I think the problem for a democrat-communist USSR is not communism, it's Russia. Most of Russians have no idea of how a democracy works, Russia as we know it is a huge Moscovia, and the only way for Ubermoscovia to keep it's lands together is to be despotic. When Catherine the Great summoned an Assembly of free people (1/10 of Russia was represented) they didn't do anything but find her a honorary title "The Great" ... and they were the educated 1/10.
The problem is that if Russians don't know how to handle a democracy before a bloodbath, they won't be more experienced after. The same thing happened with French Revolution.

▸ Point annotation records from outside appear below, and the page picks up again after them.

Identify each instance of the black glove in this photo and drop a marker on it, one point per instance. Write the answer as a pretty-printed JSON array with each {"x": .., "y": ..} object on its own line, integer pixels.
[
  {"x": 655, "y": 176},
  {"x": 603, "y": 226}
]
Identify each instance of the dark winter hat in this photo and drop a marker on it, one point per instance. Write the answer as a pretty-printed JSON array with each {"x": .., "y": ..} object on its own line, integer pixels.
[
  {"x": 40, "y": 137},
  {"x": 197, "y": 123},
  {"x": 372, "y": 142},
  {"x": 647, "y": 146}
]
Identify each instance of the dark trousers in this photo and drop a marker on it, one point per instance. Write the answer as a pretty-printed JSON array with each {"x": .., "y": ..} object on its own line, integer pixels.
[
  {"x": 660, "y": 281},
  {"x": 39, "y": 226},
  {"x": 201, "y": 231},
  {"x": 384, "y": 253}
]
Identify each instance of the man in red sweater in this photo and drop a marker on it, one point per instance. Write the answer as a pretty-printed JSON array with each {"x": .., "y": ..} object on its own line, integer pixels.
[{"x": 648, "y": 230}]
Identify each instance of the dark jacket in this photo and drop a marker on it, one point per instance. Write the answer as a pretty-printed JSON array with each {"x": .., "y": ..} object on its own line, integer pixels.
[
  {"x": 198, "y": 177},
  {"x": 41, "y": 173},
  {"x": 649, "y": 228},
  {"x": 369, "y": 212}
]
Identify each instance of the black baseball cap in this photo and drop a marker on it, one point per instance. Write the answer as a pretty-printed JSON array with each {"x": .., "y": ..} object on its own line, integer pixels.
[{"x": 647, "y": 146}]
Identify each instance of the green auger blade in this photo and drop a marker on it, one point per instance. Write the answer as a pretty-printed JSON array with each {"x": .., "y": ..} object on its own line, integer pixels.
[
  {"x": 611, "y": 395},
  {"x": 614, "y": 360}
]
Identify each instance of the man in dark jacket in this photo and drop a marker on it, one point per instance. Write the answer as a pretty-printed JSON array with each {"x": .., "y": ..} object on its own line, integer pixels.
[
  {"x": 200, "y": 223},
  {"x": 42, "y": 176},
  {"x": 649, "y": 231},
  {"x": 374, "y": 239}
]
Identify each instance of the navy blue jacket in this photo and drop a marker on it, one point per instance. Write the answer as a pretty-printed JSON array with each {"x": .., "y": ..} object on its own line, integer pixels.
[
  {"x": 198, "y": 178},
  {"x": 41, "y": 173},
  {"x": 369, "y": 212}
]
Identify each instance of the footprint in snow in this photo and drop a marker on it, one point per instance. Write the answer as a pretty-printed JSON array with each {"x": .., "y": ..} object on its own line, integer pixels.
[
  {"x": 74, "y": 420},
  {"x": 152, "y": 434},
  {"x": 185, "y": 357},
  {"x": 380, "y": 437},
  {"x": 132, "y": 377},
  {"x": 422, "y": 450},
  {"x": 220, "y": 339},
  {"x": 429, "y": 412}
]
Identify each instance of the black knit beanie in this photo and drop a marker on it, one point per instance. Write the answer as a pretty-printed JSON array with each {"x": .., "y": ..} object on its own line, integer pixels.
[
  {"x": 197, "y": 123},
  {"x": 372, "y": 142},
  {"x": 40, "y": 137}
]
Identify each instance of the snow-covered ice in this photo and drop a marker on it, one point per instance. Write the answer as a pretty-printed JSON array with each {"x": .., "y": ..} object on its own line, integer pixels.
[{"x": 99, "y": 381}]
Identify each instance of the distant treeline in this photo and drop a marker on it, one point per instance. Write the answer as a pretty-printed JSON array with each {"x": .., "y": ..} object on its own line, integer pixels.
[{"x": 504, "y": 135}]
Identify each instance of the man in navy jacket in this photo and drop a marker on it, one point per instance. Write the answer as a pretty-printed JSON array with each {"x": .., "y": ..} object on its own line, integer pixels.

So my pick would be a Constitutionnal monarchy in Russia, more and more democratic, and then a Tsar that we'll call Ivan Stupidovitch starts being a horrible ruler and gets kicked out of the throne
I'd like to defend the large estates general (in essence) that Catherine summoned. They DID have suggestions. They had suggestions by the dozen, on all sorts of issues from the highest levels of society to the lowest. If she had kept them meeting and given them actual power to draft and pass legislation, I think they would have come up with some very interesting stuff.
As it is, though, Pugachev's rebellion cut it short, and after that she decided to abandon her reform plans and just rule the country as a tyrant. Honestly, it's one of the things I find most disappointing about Catherine as a person. She was *this close* to building an institution that could have changed Russian history for the better, and she strangled it in the crib because of a completely unrelated uprising.
That's pretty much the story of Russian democracy/republicanism every time it tries to get off the ground. The rulership gets pissed because people who have never done this before aren't very good at it, and rather than giving them time to learn, calls the whole thing off.